“Another week of this and it’ll be full-on Thunderdome out here.”

Hurricanes are pretty much made of suck.  Even when you live in an area that gets them on a regular basis, and so are in theory ready for them, having one come visit is a guarantee that things are going to be crappy for quite some time.

In New York and New Jersey, where hurricanes generally don’t show up and where far too many folks have little concept of preparedness (and far too much concept of “The government will fix it.”), Hurricane Sandy has led to drastic coastal damage, power outages, transportation shutdowns, no groceries and no gas.

Again, this is nothing new in hurricane country.  The storm surge washes out roads; the winds knocks out power.  The power’s out, the pumps don’t work.  Gas is hard to get.    No roads, no trucks to the grocery stores.  Heck, I live 200+ miles inland, and if a storm’s brewing, I’m checking my gas supply for any empty cans that need  to be refilled and making the legally obligated bread and milk run at the local grocery.  Been there, done that.

But up north, Hurricane Sandy led to mile-long gas lines, reports of police with drawn weapons, guarded gas tankers and folks bringing out the gats at the gas station.  (How that last happens in the mostly disarmed People’s Republics is still a mystery to me, but that’s a different subject for another time.)  These are things that aren’t normally seen in hurricane country.  A Category 1 hurricane is dangerous and it causes damage, the unprepared are caught short as always, but this?  Not in my experience.  Within a week or two, everything except NC 12 is generally back in working order for the most part, and 12 is at least passable.

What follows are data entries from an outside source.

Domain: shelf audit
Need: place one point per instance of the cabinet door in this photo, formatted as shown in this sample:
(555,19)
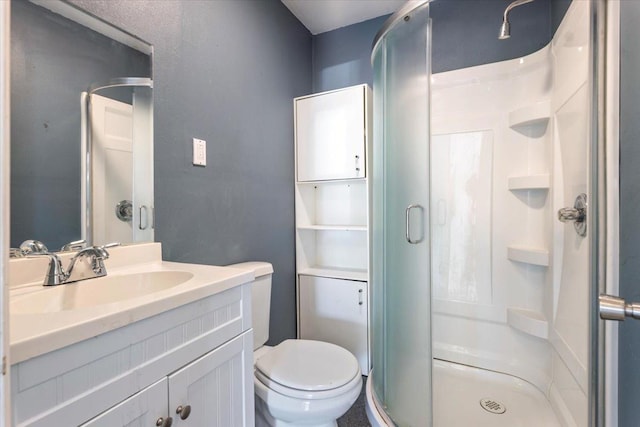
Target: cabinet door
(217,388)
(335,311)
(143,409)
(330,135)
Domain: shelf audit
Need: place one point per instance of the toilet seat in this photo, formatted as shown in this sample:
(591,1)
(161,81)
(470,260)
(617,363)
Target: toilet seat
(308,369)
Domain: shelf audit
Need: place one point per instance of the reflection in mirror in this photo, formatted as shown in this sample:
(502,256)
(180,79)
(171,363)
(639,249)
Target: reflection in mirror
(58,67)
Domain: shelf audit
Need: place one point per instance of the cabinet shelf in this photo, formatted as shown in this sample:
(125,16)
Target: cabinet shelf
(529,182)
(332,181)
(333,227)
(335,273)
(535,114)
(528,255)
(528,321)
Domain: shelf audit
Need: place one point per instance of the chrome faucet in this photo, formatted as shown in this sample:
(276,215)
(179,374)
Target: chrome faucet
(95,255)
(56,275)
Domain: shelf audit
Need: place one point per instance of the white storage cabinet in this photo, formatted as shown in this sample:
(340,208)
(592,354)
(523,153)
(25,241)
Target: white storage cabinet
(332,193)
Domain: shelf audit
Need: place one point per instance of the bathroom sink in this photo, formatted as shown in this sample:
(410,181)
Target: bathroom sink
(96,292)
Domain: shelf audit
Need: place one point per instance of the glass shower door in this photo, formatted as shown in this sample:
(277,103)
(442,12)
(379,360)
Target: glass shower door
(401,264)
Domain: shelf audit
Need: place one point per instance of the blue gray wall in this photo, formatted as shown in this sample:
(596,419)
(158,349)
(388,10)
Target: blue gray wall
(342,57)
(465,33)
(53,61)
(629,356)
(225,71)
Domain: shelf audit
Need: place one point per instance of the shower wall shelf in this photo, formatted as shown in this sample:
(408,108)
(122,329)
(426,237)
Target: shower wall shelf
(529,182)
(528,255)
(332,193)
(528,321)
(535,114)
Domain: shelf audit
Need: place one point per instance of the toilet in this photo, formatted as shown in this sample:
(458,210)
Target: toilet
(297,382)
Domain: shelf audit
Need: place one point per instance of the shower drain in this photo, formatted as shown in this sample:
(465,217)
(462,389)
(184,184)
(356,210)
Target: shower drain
(492,406)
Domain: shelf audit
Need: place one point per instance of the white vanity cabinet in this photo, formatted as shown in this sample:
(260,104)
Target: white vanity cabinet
(199,355)
(142,409)
(332,193)
(330,134)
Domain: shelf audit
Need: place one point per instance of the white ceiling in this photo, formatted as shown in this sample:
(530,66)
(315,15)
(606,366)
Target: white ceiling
(320,16)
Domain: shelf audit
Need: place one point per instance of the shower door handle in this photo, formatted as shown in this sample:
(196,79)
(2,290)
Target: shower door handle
(407,213)
(616,308)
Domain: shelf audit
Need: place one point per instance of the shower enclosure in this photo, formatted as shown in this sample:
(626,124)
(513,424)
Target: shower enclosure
(117,161)
(486,231)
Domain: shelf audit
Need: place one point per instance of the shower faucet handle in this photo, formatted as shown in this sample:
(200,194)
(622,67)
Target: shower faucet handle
(616,308)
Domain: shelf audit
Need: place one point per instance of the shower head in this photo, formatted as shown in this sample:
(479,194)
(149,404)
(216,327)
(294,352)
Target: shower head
(505,28)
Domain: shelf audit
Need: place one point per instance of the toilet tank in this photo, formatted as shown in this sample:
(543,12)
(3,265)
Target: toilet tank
(260,299)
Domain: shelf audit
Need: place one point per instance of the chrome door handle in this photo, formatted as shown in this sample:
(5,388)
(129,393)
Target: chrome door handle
(616,308)
(145,215)
(577,214)
(407,213)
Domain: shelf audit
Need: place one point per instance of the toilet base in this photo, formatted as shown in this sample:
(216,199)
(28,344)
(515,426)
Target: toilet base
(264,418)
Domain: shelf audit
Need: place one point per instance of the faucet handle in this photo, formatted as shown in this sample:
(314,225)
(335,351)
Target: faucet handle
(29,247)
(76,245)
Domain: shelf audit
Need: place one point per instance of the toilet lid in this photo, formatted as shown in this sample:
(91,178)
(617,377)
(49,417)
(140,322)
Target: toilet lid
(308,365)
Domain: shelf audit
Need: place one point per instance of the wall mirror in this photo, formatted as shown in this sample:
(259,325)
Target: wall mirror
(81,128)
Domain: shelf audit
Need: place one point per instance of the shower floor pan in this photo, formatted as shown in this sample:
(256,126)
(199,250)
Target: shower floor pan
(458,391)
(465,396)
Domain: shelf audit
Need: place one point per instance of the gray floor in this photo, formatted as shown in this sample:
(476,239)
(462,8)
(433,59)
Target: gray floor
(357,415)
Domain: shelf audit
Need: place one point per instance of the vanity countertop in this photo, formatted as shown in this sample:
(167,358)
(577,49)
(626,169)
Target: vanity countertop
(35,333)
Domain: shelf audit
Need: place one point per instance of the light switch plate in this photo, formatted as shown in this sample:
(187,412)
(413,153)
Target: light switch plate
(199,152)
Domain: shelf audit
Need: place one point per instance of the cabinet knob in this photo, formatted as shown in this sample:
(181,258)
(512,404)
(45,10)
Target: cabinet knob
(161,422)
(183,411)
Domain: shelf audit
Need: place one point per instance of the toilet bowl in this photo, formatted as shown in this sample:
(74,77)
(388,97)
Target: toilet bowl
(297,382)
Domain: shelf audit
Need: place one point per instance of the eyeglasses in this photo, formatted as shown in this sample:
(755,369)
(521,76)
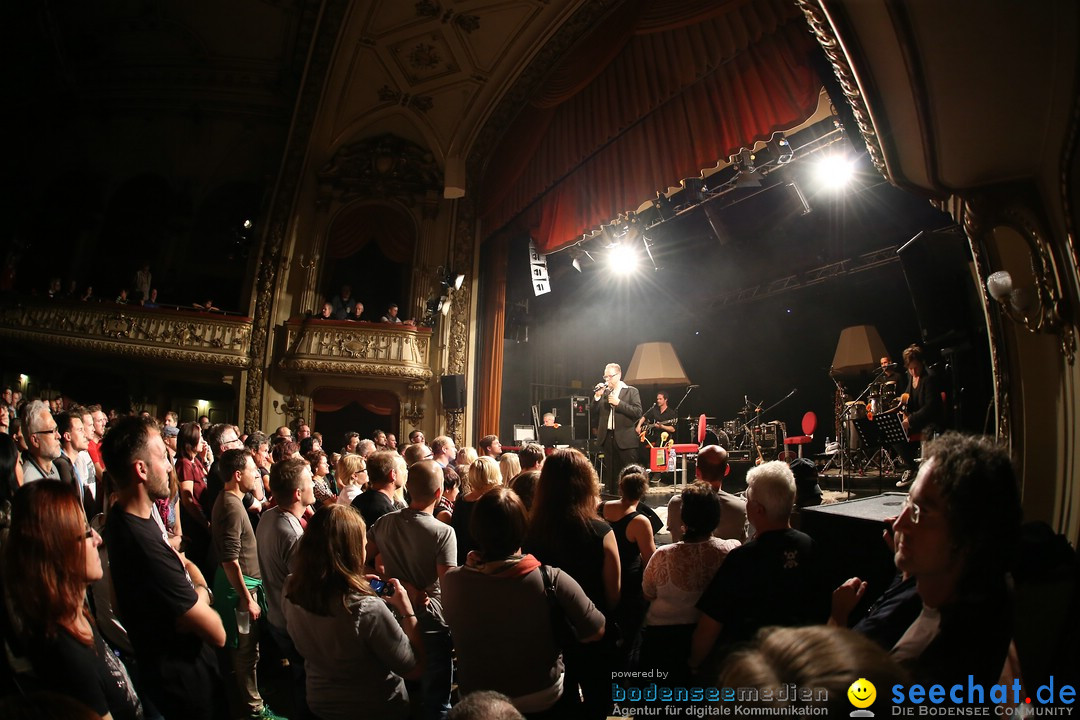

This has big implications for those of us who do prepare.  Look at your neighbors’ homes, and consider how many of them have backup power and more than a few days of food.  How many have any stored water?  I read a comment on a friend’s Facebook wall (she lives in NYC) that one of her friends on Staten Island is “living on Halloween candy”.  Really?  This storm was forecast for days and you never considered a trip to the grocery store as a good idea?

These are the people you’ll be around after a disaster.  These are the people who are going to notice that you’re dry, fed, maybe have electricity–and they are without any of those.  Much speculation on the various preparedness forums centers on what will these people do?  What will you do?  Do you have some obligation to help them?  Will you be able to–did you store extra for this eventuality?

These are security questions you’ll need to answer for yourself.  Obviously, if you’re in an urban area, your needs and ability to prepare in depth (and these things take in-depth preparedness) will be different from someone in a suburb or a rural area.  Guns and ammo may be a part of your plan, as might storing additional food (“Hey, I can offer you a bowl of pinto beans–just sit down right here down wind!”).  Keeping a low profile–maybe not using the generator is a better idea than sitting in the AC eating brunch while your neighbors stew–might be a tactic to consider.

Just consider it now.   You don’t want to be caught in Indiana Jones mode.